Prime contractor Raytheon Co. is expected to fix some software problems that affect the stability of WAAS by September. However, new algorithms are needed for software that indicates to pilots when the GPS signal is unreliable.
An independent panel, called the WAAS Integrity Performance Panel, is expected to deliver its recommendations for how to fix the integrity problems in six to nine months. Experts from Stanford University, Ohio University, Mitre Corp., NASA's Jet Propulsion Laboratory and Raytheon are part of the panel.
One major question is whether the FAA should continue to pursue WAAS-based Category 1 approaches, which can be as close as 200 feet above touchdown and with navigation visibility as little as a half a mile. The FAA wants to know whether the aviation industry believes it is worth waiting for that capability and whether it is willing to bear the cost of equipping aircraft and airports to take advantage of it, McCullough said.
Depending on the outcome of the study, the FAA may shift more resources to another GPS augmentation system, the Local-Area Augmentation System (LAAS), which consists of ground stations installed at 143 airports and avionics systems installed on airplanes that will provide positioning information for pilots to land aircraft in even lower visibility than WAAS would allow.
In six to nine months, the FAA will know more about how far to go with WAAS and the ripple effect it will have on the phaseout of ground-based navigational aids, said Steve Hodges, FAA satellite navigation product team leader. The agency may determine that it is better to buy more LAAS equipment.
"Technically, it's still feasible for WAAS to meet its objectives," he said.
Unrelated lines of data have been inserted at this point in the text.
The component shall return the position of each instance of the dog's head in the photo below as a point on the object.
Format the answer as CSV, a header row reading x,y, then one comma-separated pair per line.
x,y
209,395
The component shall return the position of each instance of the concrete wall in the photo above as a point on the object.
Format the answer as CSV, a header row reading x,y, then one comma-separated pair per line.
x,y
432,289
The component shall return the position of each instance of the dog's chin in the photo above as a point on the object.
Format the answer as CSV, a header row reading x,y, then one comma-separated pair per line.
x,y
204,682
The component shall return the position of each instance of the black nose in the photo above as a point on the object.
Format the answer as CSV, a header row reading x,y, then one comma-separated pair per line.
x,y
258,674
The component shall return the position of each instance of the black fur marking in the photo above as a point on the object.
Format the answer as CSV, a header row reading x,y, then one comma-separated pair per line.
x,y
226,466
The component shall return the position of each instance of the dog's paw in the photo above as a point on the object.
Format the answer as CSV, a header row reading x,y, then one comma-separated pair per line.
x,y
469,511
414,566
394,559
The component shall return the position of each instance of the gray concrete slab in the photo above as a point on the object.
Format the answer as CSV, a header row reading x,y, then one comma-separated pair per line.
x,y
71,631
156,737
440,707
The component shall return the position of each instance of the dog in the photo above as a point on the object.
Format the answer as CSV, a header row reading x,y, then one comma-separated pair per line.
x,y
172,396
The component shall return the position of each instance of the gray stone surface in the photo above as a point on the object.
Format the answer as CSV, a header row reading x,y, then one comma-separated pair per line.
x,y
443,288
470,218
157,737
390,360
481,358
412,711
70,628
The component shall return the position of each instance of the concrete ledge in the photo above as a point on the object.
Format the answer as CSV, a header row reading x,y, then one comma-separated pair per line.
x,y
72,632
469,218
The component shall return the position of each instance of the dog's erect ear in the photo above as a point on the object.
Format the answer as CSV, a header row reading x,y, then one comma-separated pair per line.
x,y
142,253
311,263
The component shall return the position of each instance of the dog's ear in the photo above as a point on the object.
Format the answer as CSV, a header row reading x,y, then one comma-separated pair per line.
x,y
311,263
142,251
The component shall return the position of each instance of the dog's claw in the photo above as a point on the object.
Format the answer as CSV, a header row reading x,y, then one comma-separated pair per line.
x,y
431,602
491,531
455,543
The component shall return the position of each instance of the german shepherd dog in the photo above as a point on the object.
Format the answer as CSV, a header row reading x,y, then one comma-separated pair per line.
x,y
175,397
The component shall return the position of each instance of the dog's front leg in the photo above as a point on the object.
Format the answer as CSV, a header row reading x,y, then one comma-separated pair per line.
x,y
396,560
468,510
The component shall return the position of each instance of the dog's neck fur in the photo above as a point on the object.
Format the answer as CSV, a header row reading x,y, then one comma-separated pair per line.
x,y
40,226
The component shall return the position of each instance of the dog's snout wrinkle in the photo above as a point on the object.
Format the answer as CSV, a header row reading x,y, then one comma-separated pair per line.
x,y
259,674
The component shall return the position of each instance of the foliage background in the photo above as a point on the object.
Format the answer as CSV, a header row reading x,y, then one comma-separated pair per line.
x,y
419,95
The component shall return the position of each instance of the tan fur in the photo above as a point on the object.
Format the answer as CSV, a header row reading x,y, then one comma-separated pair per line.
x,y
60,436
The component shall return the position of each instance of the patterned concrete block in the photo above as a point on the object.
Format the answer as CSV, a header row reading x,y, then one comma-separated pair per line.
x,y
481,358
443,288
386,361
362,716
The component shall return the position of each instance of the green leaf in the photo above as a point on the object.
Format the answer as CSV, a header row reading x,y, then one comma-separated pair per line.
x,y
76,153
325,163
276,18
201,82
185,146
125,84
WAAS is essential for the success of other FAA modernization programs, such as the Automatic Dependent Surveillance Broadcast and Free Flight, which will allow pilots to choose flight routes rather than fly predetermined paths. Such flexibility will enable pilots to choose the most fuel-efficient paths and avoid weather problems.
The 350,000-member Aircraft Owners and Pilots Association still wants to reach the Category 1 equivalent with WAAS, said Warren Morningstar, AOPA's vice president for communications.
"LNAV/VNAV is a reasonable interim point, but we're not going to be happy stopping there," Morningstar said.
Many runways are not equipped with the costly existing Category 1 approach system, called the Instrument Landing System, he said. An Instrument Landing System costs about $1.5 million per runway end. An alternative to ILS is needed, he said.
"WAAS, if it meets its promise, provides some real benefits to the users," Morningstar said. "Then the users will voluntarily equip."
The agency has requested $113 million for WAAS in fiscal 2001.